The Latino community is under attack by ICE and local police. They go to our Latino neighborhoods, businesses, and hang-outs. The raids never leave our mind, and they are paralyzing the community. My partner and I tried to stay at home as much as possible.
But even in our home, we couldn’t feel safe, because we lived in an apartment complex with many Latino families that was targeted by ICE. I used to see ICE agents around our complex, hiding behind cars, waiting for people in the apartment building to come out. I know many families that were torn apart by these raids. Parents and spouses were disappeared from their loved ones. I know families that made plans for their children and spouses in case one of them should be caught in an ICE raid and taken away.
Sure enough, the day that I feared came on May 13, 2014. On that day, I took my car to a Latino mechanic shop to have it checked out. I was about to leave the shop when ICE and police vehicles surrounded the shop and blocked my car from leaving. The agents ran into the shop and ordered all the Latino workers and customers in the shop to go outside.
ICE rounded us up like we were animals. They arrested us without giving any explanation as to why they were there and who they were looking for.

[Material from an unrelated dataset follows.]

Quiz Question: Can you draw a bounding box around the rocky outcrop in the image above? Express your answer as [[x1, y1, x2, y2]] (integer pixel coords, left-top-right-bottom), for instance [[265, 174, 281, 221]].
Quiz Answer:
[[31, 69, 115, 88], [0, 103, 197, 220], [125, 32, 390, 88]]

They didn’t show us a warrant. The agents just lined us up and brought over to a vehicle with a fingerprinting machine. One by one, they fingerprinted us. Then I was put in handcuffs and ankle cuffs and taken away.
Because of the raid I am now locked up in detention center and will soon be deported. President Obama, do you understand the reality that Latinos are living through because of the ICE raids? Is this the way you believe we should be treated? Our community deserves an answer. Because in New Orleans, we Latinos are living in terror and being hunted down, even in our own homes.
Despite all this, I love New Orleans. This is my home and my city. I love the Saints. I still remember the first time I watched a Saints game and fell in love with our team. I love walking in Lafreniere Park with Zunilda and our dog Lucky, and taking Zunilda to the Audubon Park Zoo.
Latinos have contributed greatly to this city and we have set down deep roots in this community. This is why I am asking you, President Obama, to stop the raids. On behalf of the Latinos of New Orleans, I am asking that we be able to remain in the communities that we helped rebuild, that we be recognized as human beings with rights, and that we be treated with the dignity we deserve.